Além do programa Voz da América, o BBG opera várias outras estações de rádio e televisão. A Alhurra, com sede na Virginia, “é uma rede comercial livre de televisão via satélite em língua árabe para o Oriente Médio”, segundo o seu sítio. Ela já foi descrita pelo Washington Post como “o maior esforço do governo dos EUA para sacudir a opinião estrangeira desde a criação da Voz da América em 1942”. O BBG banca ainda a Rádio Sawa, dedicada à juventude árabe; a Rádio Farda, transmitida ilegalmente no Irã; e a Rádio Ásia Livre, com programação para toda a Ásia. O BBG ficou famoso por financiar a Rádio e TV Martí, com custos de US$ 39 milhões em 2008, segundo a Justificativa do Orçamento para as Operações Estrangeiras do Congresso dos EUA.

Já a Usaid banca o programa Investigação Internacional e Sustentação de Intercâmbios (Irex) e a rede Internews Network. Segundo seu sítio, o Irex é um organismo mundial que “trabalha com sócios locais para melhorar o profissionalismo e a sustentação econômica de jornais, rádios, estações de TV e redes da internet”. Seu balanço revela que ele promoveu em 2006 cursos “para mais de 100 jornalistas” e que seus 400 funcionários dão consultas e despacham programas para mais de 50 países. Já a rede Internews, criada em 1982, concentra suas atividades em países do ex-bloco soviético e já foi acusada de desestabilizar governos locais. Em maio de 2003, Andrew Natsions, ex-chefão da Usaid, descreveu a Internews como “um braço do governo dos EUA”.

Neste sentido, não surpreende que várias corporações midiáticas mantenham históricos vínculos com a CIA, a central de espionagem e terrorismo dos EUA. Em meados dos anos 1970, no rastro da investigação do escândalo de Watergate, duas comissões parlamentares, encabeçadas pelo senador Frank Church e pelo deputado Otis Pike, revelaram que ela financiava jornais, revistas, rádios e emissoras de TV, além de corromper jornalistas.
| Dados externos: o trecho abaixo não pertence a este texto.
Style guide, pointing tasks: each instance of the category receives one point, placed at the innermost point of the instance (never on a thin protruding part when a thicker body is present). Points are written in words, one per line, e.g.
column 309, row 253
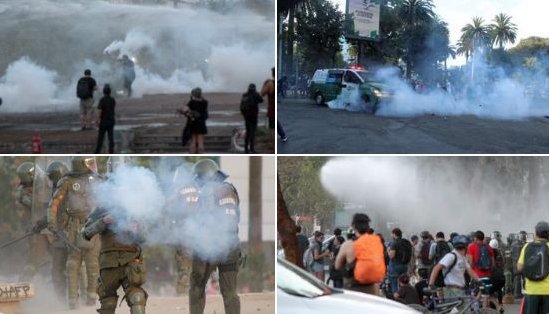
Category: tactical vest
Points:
column 77, row 201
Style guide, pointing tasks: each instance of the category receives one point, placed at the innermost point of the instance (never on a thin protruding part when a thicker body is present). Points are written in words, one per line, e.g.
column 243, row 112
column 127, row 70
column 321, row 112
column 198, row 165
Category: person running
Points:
column 105, row 120
column 196, row 111
column 532, row 264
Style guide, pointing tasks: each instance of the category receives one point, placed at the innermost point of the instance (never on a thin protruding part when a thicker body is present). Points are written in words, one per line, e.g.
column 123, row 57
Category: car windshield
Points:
column 297, row 282
column 364, row 75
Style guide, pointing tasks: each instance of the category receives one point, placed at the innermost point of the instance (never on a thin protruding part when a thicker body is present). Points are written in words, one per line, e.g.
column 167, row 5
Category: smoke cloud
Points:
column 179, row 49
column 153, row 200
column 440, row 194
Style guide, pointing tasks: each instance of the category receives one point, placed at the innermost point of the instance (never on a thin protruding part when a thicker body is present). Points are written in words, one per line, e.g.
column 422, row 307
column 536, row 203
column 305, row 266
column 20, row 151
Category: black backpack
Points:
column 403, row 252
column 442, row 248
column 83, row 89
column 484, row 261
column 247, row 104
column 536, row 261
column 424, row 253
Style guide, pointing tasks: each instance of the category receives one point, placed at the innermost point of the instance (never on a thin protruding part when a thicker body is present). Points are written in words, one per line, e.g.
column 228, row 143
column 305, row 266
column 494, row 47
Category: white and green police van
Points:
column 329, row 84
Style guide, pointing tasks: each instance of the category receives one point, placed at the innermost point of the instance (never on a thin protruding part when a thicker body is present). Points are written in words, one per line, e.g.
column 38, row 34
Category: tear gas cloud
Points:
column 135, row 194
column 439, row 193
column 50, row 43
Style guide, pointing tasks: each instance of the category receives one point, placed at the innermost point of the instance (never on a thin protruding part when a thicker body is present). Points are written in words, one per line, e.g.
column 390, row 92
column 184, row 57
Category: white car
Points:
column 300, row 292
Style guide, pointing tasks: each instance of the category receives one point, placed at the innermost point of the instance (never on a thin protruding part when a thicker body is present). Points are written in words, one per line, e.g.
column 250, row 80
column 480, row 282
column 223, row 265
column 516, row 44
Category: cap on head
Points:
column 542, row 229
column 25, row 172
column 56, row 170
column 196, row 92
column 460, row 242
column 205, row 170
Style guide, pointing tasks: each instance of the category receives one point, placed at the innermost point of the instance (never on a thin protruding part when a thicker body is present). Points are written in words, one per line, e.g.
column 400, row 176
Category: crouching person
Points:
column 120, row 260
Vários destes veículos, como o chileno El Mercurio, tiveram participação ativa em golpes sangrentos. Em junho de 2007, a própria CIA foi obrigada a divulgar documentos até então classificados de ultra-secretos e apelidados de “jóias da família”. O arquivo, com 11 mil páginas, revelou algumas destas relações promíscuas.
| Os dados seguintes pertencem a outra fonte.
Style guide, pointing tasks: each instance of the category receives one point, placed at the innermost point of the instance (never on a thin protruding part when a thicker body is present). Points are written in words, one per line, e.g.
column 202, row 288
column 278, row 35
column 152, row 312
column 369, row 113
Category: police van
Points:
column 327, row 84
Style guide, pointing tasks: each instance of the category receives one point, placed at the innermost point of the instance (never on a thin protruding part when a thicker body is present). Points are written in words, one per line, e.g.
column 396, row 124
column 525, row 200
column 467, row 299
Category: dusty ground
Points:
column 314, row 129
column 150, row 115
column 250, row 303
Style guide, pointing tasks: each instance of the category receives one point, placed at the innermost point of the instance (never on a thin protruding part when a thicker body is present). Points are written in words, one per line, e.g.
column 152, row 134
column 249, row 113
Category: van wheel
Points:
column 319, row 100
Muitas destas ações são detalhadas no livro recém-lançado “Um legado de cinzas”, do jornalista Tim Weiner. Desde a sua criação, em 1947, a CIA sempre priorizou a mídia, “cultivando os mais poderosos editores e homens de TVs e rádios e cortejando colunistas de jornais”. Allen Dulles, o mentor da agência, “mantinha contato estreito com os homens que dirigiam o New York Times, o Washington Post e as principais revistas semanais da nação. Podia pegar o telefone e editar um furo de reportagem, assegurar-se de que um correspondente estrangeiro irritante fosse afastado, ou contratar serviços de homens como o chefe do escritório da Time em Berlim e da Newsweek em Tóquio... Allen Dulles construiu uma máquina de relações públicas e propaganda que chegou a incluir mais de cinqüenta organizações de notícias e uma dúzia de editoras” [14].

NOTAS

8- Alcione Araújo. “Esquizofrenia na educação e cultura”. Folha de S.Paulo, 04/08/2006.

9- Frank Mazoyer. “A irresistível perversão da compra”. Le Monde Diplomatique, dezembro de 2000.
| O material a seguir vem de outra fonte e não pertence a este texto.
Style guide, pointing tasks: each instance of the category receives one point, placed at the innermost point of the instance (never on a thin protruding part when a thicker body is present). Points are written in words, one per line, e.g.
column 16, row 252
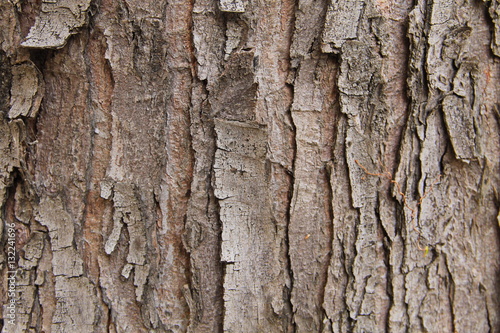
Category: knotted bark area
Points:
column 250, row 166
10- Eduardo Galeano. “O império do consumo”. Agência Carta Maior, 17/01/2007.

11- Osvaldo León. “Democratização das comunicações e da mídia”. Alainet, janeiro de 2002.

12- Pedro de Oliveira, “A propaganda como fenômeno sociológico. Portal Vermelho, fevereiro de 2003.

13- Jeremy Bigwood. “Periodismo en EEUU: financiar prensa para comprar influencia”. Portal Aporrea, junho de 2008.

14- Tim Weiner. Legado de cinzas. Uma história da CIA. Editora Record, RJ, 2008.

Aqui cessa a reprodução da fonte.